17. Which ICD-10-CM convention requires coding the underlying condition first, followed by the manifestation?
A. Excludes1
B. Code first note
C. Includes note
D. Use additional code
Answer: B
Explanation:
A “code first” note instructs the coder to sequence the underlying condition before the manifestation. This is critical in conditions like diabetes with complications or hypertension with CKD. Ignoring this instruction leads to incorrect sequencing and potential claim denial. Coders must always check tabular notes carefully, as these conventions directly control code order. This is a foundational concept and often tested.
18. A patient undergoes laparoscopic appendectomy. Which approach is used in ICD-10-PCS?
A. Open
B. Percutaneous
C. Percutaneous endoscopic
D. External
Answer: C
Explanation:
A laparoscopic procedure uses a scope inserted through small incisions, which corresponds to the percutaneous endoscopic approach in ICD-10-PCS. Understanding approaches is essential because they significantly change the code. Many students confuse “percutaneous” and “percutaneous endoscopic,” so recognizing the use of a scope is key. This is a common PCS exam trap.
19. Which condition requires laterality coding?
A. Hypertension
B. Fracture
C. Diabetes
D. Infection
Answer: B
Explanation:
Fractures require laterality (left/right/bilateral).

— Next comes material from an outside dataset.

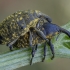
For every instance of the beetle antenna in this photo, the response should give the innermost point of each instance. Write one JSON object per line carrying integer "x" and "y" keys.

Missing laterality results in incorrect coding. This is a common exam trap.
20. A patient is admitted for sepsis due to pneumonia and has chronic diabetes without complications. What is sequenced first?
A. Diabetes
B. Pneumonia
C. Sepsis
D. Either
Answer: C
Explanation:
Sepsis is the systemic condition and principal diagnosis, so it is sequenced first. Pneumonia is coded next as the underlying cause, followed by diabetes as a comorbidity. Since diabetes has no complications in this case, it does not impact sequencing priority. This tests differentiation between acute systemic conditions and stable chronic conditions—very common on the exam.